A phase 1b trial (NCT05886049) has been designed to test the safety, side effects, and best dose of SNDX-5613 when given in combination with a standard intensive 7 + 3 chemotherapy in newly diagnosed AML with NPM1mt or KMT2Ar. Adding SNDX-5613 to the standard chemotherapy may be able to shrink or stabilize leukemia for longer than the standard chemotherapy alone. Patients will receive revumenib orally every 12 h on days 2–28, daunorubicin on days 1–3, and cytarabine by continuous infusion on days 1–7 as induction therapy. Patients with persistent disease will continue to re-induction treatment with revumenib on days 2–28, daunorubicin on days 1–2, and cytarabine on days 1–5. Patients who achieve a response to induction or re-induction treatment will continue to consolidation with revumenib on days 2–28 and cytarabine on days 1–3 in the absence of disease progression or unacceptable toxicity.

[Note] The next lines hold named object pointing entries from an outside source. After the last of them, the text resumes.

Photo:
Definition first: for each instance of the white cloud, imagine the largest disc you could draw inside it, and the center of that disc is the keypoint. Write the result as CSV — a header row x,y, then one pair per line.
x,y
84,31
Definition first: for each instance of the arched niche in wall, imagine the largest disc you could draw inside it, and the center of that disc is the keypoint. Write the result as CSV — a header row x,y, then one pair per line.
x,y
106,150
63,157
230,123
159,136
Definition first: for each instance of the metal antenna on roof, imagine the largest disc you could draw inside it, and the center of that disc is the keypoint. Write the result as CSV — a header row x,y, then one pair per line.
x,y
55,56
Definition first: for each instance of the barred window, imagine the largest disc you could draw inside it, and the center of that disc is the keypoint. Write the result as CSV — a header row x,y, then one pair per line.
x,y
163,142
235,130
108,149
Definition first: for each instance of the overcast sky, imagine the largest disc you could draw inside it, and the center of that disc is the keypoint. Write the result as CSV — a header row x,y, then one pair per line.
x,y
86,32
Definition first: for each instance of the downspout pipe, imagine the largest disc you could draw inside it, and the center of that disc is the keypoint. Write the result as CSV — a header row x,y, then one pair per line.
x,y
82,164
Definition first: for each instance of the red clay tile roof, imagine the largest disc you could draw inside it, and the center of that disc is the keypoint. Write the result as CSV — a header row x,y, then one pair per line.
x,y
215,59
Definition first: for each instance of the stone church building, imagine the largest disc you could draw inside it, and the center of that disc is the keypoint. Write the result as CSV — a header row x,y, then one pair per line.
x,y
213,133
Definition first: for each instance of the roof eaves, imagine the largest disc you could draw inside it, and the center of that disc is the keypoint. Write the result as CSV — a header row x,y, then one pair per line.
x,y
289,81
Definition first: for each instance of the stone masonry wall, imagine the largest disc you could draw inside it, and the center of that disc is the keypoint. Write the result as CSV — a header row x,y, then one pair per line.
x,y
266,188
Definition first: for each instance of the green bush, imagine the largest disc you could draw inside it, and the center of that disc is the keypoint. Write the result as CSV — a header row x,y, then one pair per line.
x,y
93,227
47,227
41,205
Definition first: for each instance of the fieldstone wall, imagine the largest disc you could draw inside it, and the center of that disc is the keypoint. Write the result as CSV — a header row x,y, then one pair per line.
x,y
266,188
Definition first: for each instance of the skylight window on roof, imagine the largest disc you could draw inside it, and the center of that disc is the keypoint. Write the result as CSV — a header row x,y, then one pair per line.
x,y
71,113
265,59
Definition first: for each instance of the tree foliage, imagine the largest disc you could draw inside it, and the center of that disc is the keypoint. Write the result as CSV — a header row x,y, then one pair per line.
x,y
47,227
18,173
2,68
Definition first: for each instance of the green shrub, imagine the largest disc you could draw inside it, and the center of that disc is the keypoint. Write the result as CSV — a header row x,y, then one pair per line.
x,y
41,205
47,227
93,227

A phase 2 trial (NCT05761171) has been designed to test the safety and best dose of revumenib when given together with chemotherapy in infants and young children with R/R leukemia with KMT2Ar. Drugs used in chemotherapy are vincristine, prednisone, asparaginase, fludarabine, and cytarabine. This trial is being done to find out if the combination of revumenib and chemotherapy may help to treat the cancer cells better than either treatment alone.

The effectiveness of the menin inhibitor DS-1594b in combination with the BCL-2 antagonist venetoclax (ABT-199) was evaluated in a patient-derived xenograft model of NPM1mt acute leukemia [56]. The combination exhibited promising anti-leukemic activity and held potential as a therapeutic strategy for patients with AML and NPM1mt. DS-1594b is currently combined with venetoclax and azacitidine or mini-Hyper-CVD (cyclophosphamide, vincristine, dexamethasone) in an open-label phase 1/2 trial in R/R AML ad ALL (NCT04752163).

A phase 1b study (NCT05453903) has been designed to determine the RP2D of JNJ-75276617 in combination with AML directed therapies. The aim of this study is to determine the RP2D, safety, pharmacokinetic, pharmacodynamic, and preliminary clinical activity of JNJ-75276617 in combination with standard of care treatments for adult participants with R/R or newly diagnosed AML with NPM1mt or KMT2Ar and will include dose selection and subsequent combination specific dose expansion.